I believe that being able to acknowledge your desire for a loving relationship is the first step towards finding it. We're human and vulnerable when we acknowledge our desires. It took me a long time to be able to be so vulnerable. Your'e already there! You seem self-aware about what you need to work on. I'd just suggest making sure you share your goals with your therapist so you can get the support you need.

Oh, and I'm celebrating my sixth wedding anniversary next week. : ) Remarkable, considering what I just mentioned.
 
@marylouise Yeah it has taken me some time to realize what I need to work on. Most of the trauma I suffered was emotional abuse and the wounds are so deep that inside I feel repulsive or defective in some way. One can never be loved if one does not accept themselves. My behaviours or habits of mind seem to be set in stone.
 
Trauma has left me with a deep sense of shame, lack of assertiveness and low confidence when it comes to taking risks with the opposite sex.
Therapy unfortunately isn't going to solve your dating life, regardless how much any therapist may think otherwise. Like you said, it is helping you with assertiveness and such, but the only way to help yourself with dating, is by speaking to the opposite sex. Use online dating sites to do nothing other than just chat with women. Be totally honest about yourself... let them know you aren't confident and such... some will reject you, some will embrace you.
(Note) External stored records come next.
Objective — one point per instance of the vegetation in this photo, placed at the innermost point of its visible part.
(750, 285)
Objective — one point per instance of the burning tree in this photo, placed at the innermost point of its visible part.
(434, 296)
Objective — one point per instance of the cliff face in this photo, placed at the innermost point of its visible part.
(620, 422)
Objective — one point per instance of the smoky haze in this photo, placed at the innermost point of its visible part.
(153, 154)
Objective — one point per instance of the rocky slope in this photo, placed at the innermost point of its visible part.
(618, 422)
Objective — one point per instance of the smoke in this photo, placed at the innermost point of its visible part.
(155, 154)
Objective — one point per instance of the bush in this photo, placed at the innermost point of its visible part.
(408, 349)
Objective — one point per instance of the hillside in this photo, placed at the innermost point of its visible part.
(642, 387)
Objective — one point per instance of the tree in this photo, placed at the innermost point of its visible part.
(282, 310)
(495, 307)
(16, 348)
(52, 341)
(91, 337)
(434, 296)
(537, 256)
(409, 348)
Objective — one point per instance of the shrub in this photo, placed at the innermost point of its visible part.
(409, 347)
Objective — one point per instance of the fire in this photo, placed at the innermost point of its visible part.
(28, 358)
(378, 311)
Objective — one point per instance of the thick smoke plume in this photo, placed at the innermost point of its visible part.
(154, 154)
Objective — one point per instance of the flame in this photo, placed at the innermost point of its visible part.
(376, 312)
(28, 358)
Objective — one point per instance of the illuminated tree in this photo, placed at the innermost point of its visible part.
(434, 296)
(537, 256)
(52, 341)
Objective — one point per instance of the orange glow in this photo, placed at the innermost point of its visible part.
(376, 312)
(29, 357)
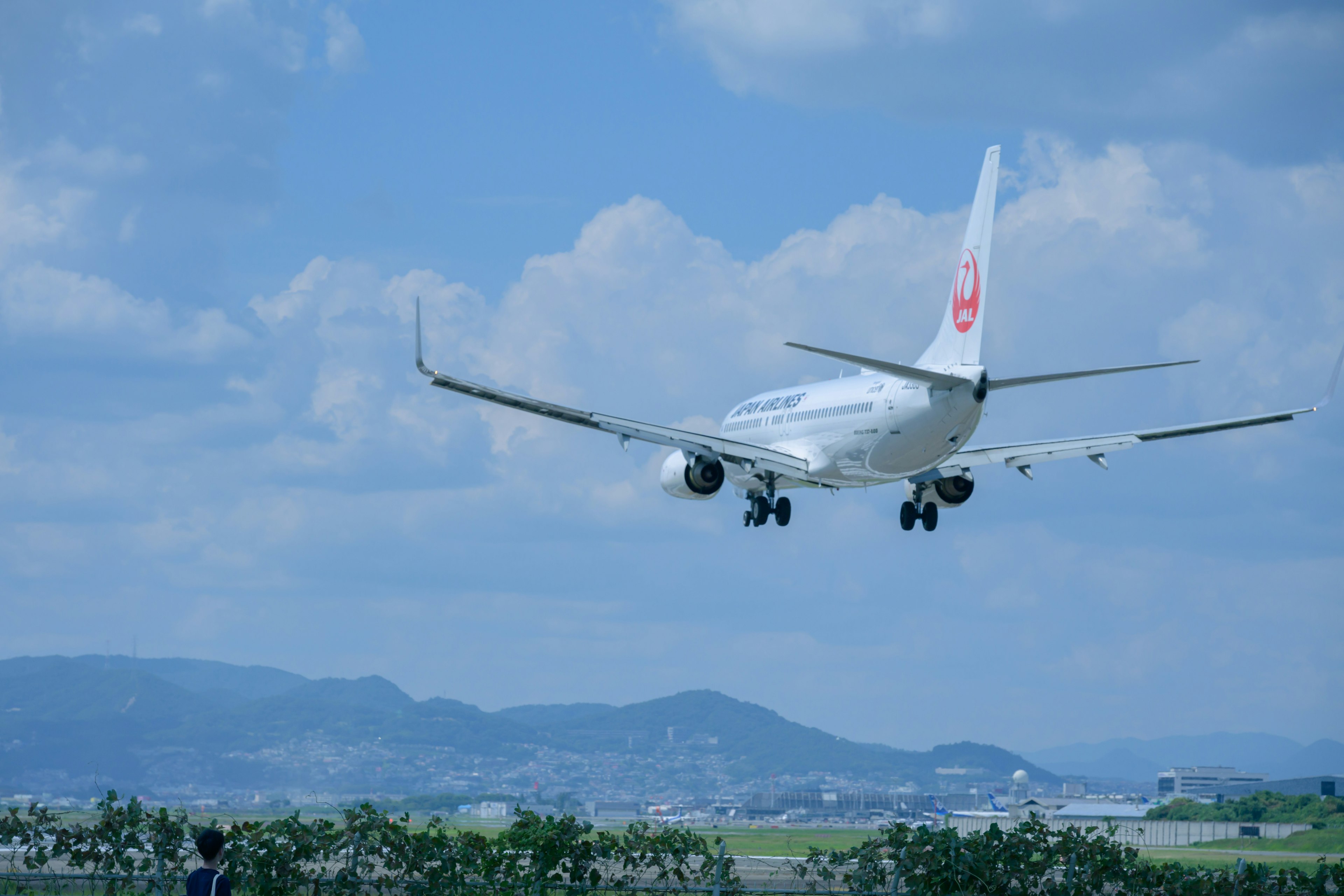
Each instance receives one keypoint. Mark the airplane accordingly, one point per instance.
(908, 424)
(995, 812)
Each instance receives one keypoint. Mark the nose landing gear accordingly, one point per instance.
(765, 506)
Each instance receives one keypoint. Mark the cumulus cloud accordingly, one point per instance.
(331, 461)
(1154, 69)
(143, 23)
(344, 43)
(30, 217)
(43, 301)
(101, 162)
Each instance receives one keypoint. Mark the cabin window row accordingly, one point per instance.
(816, 414)
(839, 410)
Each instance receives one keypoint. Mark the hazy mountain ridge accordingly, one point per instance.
(1128, 758)
(167, 722)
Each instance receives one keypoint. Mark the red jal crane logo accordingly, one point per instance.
(966, 292)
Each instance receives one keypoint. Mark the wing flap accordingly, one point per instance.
(1029, 453)
(915, 374)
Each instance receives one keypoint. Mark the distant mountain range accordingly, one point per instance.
(170, 724)
(1135, 760)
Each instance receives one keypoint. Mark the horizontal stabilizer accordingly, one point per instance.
(1073, 375)
(915, 374)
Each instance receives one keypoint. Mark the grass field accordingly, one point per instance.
(1304, 841)
(1224, 860)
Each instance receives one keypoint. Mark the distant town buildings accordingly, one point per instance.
(1205, 781)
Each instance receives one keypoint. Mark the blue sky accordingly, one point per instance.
(216, 217)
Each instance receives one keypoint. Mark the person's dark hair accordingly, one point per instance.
(209, 844)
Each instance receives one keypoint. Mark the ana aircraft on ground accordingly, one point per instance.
(906, 424)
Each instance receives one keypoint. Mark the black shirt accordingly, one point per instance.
(201, 880)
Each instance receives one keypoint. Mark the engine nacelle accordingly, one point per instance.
(948, 493)
(694, 483)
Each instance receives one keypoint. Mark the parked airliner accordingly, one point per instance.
(909, 424)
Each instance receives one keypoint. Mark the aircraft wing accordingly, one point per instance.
(1023, 455)
(742, 453)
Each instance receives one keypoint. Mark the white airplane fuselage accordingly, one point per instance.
(858, 430)
(894, 422)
Maybe try and line up some experience in those date nights, where you jump from table to table speaking with available partners. It isn't about whether you get a date from it, but it is experience in talking with the opposite sex who is in front of you, and available. Yes, you may crash and burn all of them, but learn from your mistakes and get more experience. You will eventually then build assertiveness, communication and... well... experience again.
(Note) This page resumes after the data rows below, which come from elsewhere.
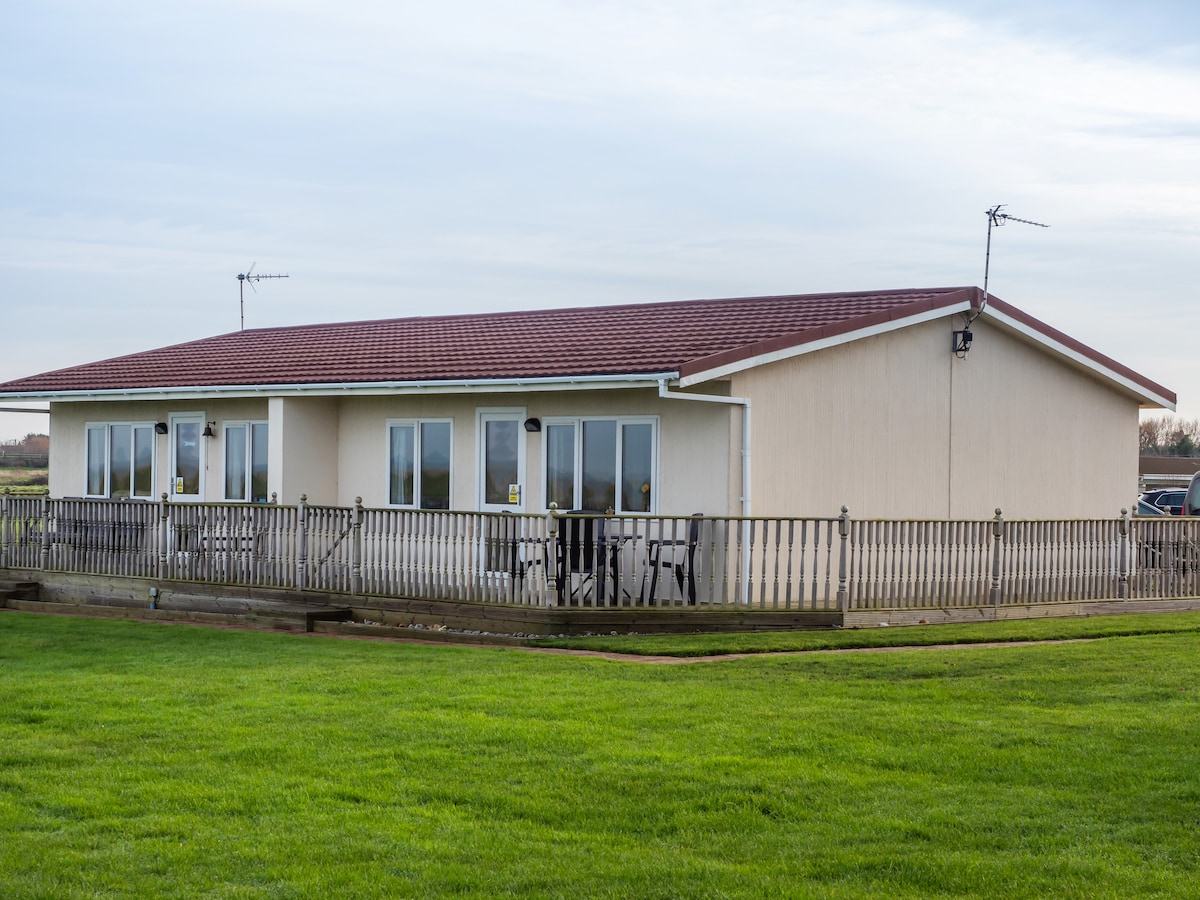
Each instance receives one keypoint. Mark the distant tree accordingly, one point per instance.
(1168, 436)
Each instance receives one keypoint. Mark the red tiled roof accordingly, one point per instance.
(684, 336)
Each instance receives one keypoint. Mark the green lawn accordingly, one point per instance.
(1047, 629)
(145, 760)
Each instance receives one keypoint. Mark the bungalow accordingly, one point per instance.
(936, 403)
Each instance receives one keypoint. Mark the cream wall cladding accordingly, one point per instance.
(69, 421)
(897, 426)
(693, 443)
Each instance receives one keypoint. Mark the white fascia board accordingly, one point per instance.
(822, 343)
(1078, 358)
(361, 389)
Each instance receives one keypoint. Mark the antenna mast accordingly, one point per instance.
(995, 217)
(243, 277)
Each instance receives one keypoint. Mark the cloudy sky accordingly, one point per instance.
(402, 159)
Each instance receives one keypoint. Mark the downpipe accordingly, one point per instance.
(744, 402)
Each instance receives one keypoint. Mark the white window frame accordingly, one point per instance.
(174, 419)
(621, 421)
(483, 417)
(107, 426)
(415, 425)
(249, 425)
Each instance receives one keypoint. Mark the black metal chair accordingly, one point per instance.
(582, 552)
(508, 550)
(678, 556)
(Most) problems, the best solution is throwing yourself in front of it and facing it square on, doing what needs to be done so its no longer a problem for you.
 
Maybe try and line up some experience in those date nights, where you jump from table to table speaking with available partners.
Thanks for the reply. I have tried a couple of these. What I am finding is that most women demand a confident partner and I am very hesitant and come across as anxious in some situations. This is because I feel risking rejection is unsafe - as a consequence of feeling intense emotional pain every time I was rejected throughout childhood.
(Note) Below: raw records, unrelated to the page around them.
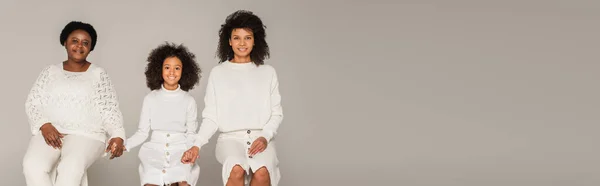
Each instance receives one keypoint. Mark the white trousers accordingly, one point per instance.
(70, 163)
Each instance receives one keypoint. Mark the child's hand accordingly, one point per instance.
(190, 156)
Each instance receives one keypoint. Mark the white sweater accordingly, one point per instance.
(168, 111)
(241, 96)
(82, 103)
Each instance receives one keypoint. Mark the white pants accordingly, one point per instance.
(78, 153)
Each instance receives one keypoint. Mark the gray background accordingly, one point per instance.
(418, 93)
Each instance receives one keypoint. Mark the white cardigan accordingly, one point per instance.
(83, 103)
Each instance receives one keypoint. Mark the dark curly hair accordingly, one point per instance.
(190, 74)
(246, 20)
(77, 25)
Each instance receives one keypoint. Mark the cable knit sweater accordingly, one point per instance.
(81, 103)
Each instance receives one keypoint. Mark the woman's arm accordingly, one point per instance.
(209, 124)
(270, 128)
(36, 99)
(191, 122)
(106, 99)
(143, 127)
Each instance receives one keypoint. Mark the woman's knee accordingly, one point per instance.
(237, 172)
(261, 175)
(73, 166)
(35, 164)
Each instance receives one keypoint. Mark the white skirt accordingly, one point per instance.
(161, 160)
(232, 149)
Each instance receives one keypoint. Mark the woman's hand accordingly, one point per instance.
(52, 136)
(116, 147)
(259, 145)
(190, 156)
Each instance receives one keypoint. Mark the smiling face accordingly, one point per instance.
(172, 68)
(78, 45)
(242, 42)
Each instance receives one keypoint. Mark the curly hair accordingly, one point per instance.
(246, 20)
(77, 25)
(190, 74)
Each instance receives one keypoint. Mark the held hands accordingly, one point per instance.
(259, 145)
(52, 136)
(190, 156)
(116, 147)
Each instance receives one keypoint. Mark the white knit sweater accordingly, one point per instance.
(239, 97)
(81, 103)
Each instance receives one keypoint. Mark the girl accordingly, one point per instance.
(242, 101)
(170, 112)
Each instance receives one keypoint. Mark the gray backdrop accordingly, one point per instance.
(418, 93)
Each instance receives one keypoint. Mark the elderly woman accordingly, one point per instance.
(71, 107)
(242, 101)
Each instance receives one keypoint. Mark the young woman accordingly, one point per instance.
(242, 101)
(170, 112)
(70, 108)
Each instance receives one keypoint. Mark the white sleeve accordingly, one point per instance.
(106, 99)
(270, 128)
(34, 105)
(191, 122)
(143, 127)
(209, 124)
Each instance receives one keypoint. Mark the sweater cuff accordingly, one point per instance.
(199, 142)
(268, 135)
(35, 129)
(118, 134)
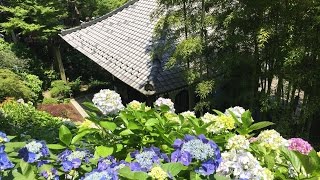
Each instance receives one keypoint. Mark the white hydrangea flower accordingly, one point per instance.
(188, 114)
(221, 123)
(34, 147)
(108, 102)
(271, 139)
(241, 165)
(136, 105)
(237, 111)
(238, 142)
(164, 101)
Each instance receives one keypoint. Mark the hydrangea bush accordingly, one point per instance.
(140, 142)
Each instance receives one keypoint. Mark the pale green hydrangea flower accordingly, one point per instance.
(221, 123)
(158, 173)
(271, 139)
(238, 142)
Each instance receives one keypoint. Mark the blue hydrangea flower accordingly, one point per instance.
(33, 151)
(5, 163)
(3, 137)
(108, 174)
(50, 175)
(73, 159)
(145, 160)
(198, 149)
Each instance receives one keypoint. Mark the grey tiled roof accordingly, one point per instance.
(121, 42)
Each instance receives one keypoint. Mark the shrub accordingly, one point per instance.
(11, 85)
(60, 89)
(25, 119)
(156, 143)
(34, 83)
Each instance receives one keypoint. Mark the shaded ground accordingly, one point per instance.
(62, 110)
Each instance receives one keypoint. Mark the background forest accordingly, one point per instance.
(262, 55)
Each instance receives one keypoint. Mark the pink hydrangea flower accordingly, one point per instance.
(300, 145)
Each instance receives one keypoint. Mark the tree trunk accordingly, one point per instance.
(60, 63)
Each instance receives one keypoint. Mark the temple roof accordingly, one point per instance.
(121, 42)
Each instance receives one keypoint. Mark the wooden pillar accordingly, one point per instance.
(60, 63)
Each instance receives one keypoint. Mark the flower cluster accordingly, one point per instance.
(136, 105)
(188, 114)
(145, 160)
(199, 149)
(5, 163)
(73, 159)
(242, 165)
(108, 102)
(237, 111)
(300, 145)
(108, 174)
(34, 151)
(158, 173)
(172, 117)
(3, 138)
(50, 175)
(163, 101)
(271, 139)
(238, 142)
(221, 124)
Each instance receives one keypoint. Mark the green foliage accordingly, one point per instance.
(34, 83)
(41, 18)
(24, 119)
(60, 89)
(12, 85)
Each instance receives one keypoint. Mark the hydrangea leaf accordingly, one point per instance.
(108, 125)
(126, 132)
(103, 151)
(174, 168)
(260, 125)
(55, 146)
(152, 122)
(65, 135)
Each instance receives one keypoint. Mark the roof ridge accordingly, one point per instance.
(98, 19)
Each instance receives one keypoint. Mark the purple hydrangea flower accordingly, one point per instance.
(3, 137)
(50, 175)
(34, 151)
(107, 174)
(145, 159)
(73, 159)
(5, 163)
(300, 145)
(201, 150)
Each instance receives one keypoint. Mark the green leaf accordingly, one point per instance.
(12, 146)
(103, 151)
(126, 173)
(126, 132)
(140, 175)
(81, 134)
(246, 118)
(55, 146)
(292, 157)
(91, 107)
(151, 122)
(132, 125)
(173, 168)
(25, 168)
(194, 176)
(65, 135)
(108, 125)
(260, 125)
(220, 177)
(269, 161)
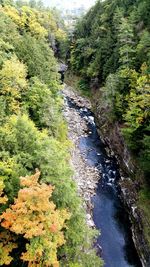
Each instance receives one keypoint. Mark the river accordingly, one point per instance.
(109, 215)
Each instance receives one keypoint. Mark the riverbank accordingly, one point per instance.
(96, 174)
(131, 176)
(86, 177)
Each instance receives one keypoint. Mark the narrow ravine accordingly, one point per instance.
(96, 175)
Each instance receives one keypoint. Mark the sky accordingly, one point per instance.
(68, 4)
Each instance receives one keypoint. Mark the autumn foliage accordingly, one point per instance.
(35, 217)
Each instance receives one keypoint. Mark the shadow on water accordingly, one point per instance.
(109, 214)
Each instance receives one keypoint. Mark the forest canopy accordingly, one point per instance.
(42, 222)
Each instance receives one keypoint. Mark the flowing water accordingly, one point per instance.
(115, 242)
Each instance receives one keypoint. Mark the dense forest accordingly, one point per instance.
(111, 53)
(42, 222)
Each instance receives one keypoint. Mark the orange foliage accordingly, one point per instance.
(35, 217)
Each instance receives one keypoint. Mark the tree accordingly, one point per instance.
(13, 83)
(126, 42)
(35, 217)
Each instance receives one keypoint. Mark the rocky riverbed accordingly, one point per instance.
(85, 176)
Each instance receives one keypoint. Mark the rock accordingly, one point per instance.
(85, 176)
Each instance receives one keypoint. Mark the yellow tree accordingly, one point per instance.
(13, 83)
(35, 217)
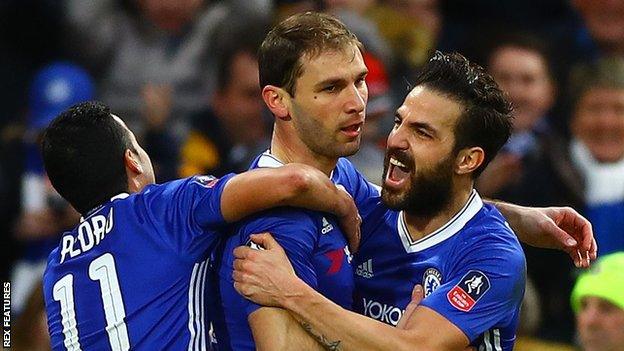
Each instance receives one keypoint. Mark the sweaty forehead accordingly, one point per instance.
(332, 62)
(425, 105)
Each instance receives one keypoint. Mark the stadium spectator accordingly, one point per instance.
(164, 43)
(227, 134)
(597, 148)
(603, 31)
(378, 119)
(586, 173)
(520, 64)
(598, 303)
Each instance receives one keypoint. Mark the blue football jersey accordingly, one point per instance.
(472, 269)
(315, 246)
(132, 274)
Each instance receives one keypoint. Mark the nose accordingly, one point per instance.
(356, 101)
(397, 139)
If I can stop the anxiety and feel safe risking rejection then I can get somewhere.
 
You got me at, you've tried them. Well done. If a woman is looking for a confident partner, then they just aren't the right ones for you, is all. If you be yourself, talk to them about your vulnerability and such... show them the true you. Women want a lot of things... but just be you and there will be someone who is happy with you just the way you are. Sure, we all have to change a little when looking for a partner, but that doesn't mean being someone you aren't.

What is confidence really? You went to the random date nights... that is confidence. Many people who go to those are looking for a root... and that is usually what they get. It is a minority who come away with a real relationship of compatibility. But they are good for confidence building, and you've done them, so that says you do have confidence.

I like to go for the total honesty policy in some things I do... well... most things actually, though I tend to get the desired results that I'm looking for when I do that.

Have you tried a quality dating site, with real-time pics, and a well written, constructed, brutally honest account of who you are as a person, who you've looking for, what you want from a relationship?